Much has been said of Maureen Choi’s mastery of the violin in recent years: “It is the new great voice of the jazz violin”; “She sings with her violin”; “She’s an incredible young talent”. Choi is a unique violinist who innately blends the virtuosity of classical music with improvisation and ...
Joyful Ricochet: How Violinist Maureen Choi Leaped from Classical Perfection to Latin Jazz Passion
Maureen Choi began like many virtuosic classical violin players, steeped in the hours-long daily discipline, the precision and devotion, her training and calling demanded. After a devastating car crash, Choi realized she had only one life to live--and she needed to make the music she loved. She turned to jazz and to the music of the Spanish-speaking world, eventually creating a beautiful amalgam of classical finesse, jazz ingenuity, and Iberian soul as the bandleader for the Maureen Choi Quartet.

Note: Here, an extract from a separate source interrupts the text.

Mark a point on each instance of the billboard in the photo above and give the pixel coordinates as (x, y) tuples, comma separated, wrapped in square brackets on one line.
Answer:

“In the classical world, you don’t perform until the music is perfect. I learned I have to engage in the moment, that I didn’t have to be so perfect,” reflects Choi. “It was a big life lesson for me. When I was playing, I approached the violin and music more naturally, without all the pressure. I don’t have to be so perfect or totally prepared. I could pour out my years of training and do what I loved.”
Now the Madrid-based Berklee instructor and composer is heading to the US for a summer tour, hitting Baltimore, NYC, Chicago, and Detroit, among other markets this June and July.
Choi hails from a musical family: Her mother was one of very few singers from Korea to pursue operatic vocal training in Vienna. She continued giving lessons throughout Choi’s youth. “I got the vocal repertoire in my ear,” she recalls. Her father played guitar and was an avid maker of mix tapes. “There was always music on,” laughs Choi.
When Choi opted to dive deep into violin studies as a young woman, she knew what that required. The technique she acquired in the process--lush tone, thoughtful and expressive vibrato and ricochet--is everywhere in her work, whether she’s playing an original bolero or an arrangement of a Latin classic or classical piece.
Yet even as she focused intently on perfecting her classical playing, other music beckoned. She spent nights on the dancefloor, dancing to Latin music. She took a jazz string class and was entranced. “I fell in love with the improvisational aspects, and I felt this sense of liberation. I got addicted to playing jazz,” she remembers.
Then disaster struck, and a near-miss encounter with death made Choi think about what she really, truly wanted. “I was on this classical path, but my head and heart and ears kept going to jazz,” she says. “A year into my MA studies, I decided I would audition for Berklee and I got a scholarship.” Choi began composing and had her first experiences playing Latin music.
This love of Latin America and Spanish music has blossomed, as Choi has immersed herself in the many styles and sounds. Long fascinated by classical pieces with Spanish underpinnings--the Quartet does its own take on Rimsky-Korsakov’s “Capriccio Espagnol”--she has researched everything from Paco de Lucia’s interpretations of guitar traditions, to Venezuelan joropo. Each style has its own lead voice--the bandoneon in Argentine tango, the cuatro or harp in Venezuelan music--that speaks to her, and informs her playing and writing.
Choi now lives in Spain, teaching at Berklee’s Valencia campus and performing and composing. She works closely with Mario Carrillo, bassist in the Quartet and her arranging partner (as well as life partner). “I go to Mario and then to the band with as much meat as possible, with my concepts and melodies as developed as I can make them,” explains Choi. “Mario looks at what I have, listens, and comes up with beautiful ideas. Then the band will try different things, and add their own elements.”
The ideas are slowly shifting, as audiences will get to hear on tour. From the group’s debut Ida y Vuelta, Choi is playing with more Spanish influences, the many regional folklores of the country that go far beyond its most well-known export, flamenco. No matter what the repertoire, the Quartet’s dynamic, emotional performances dance lightly across genres, without losing the passion and rigor.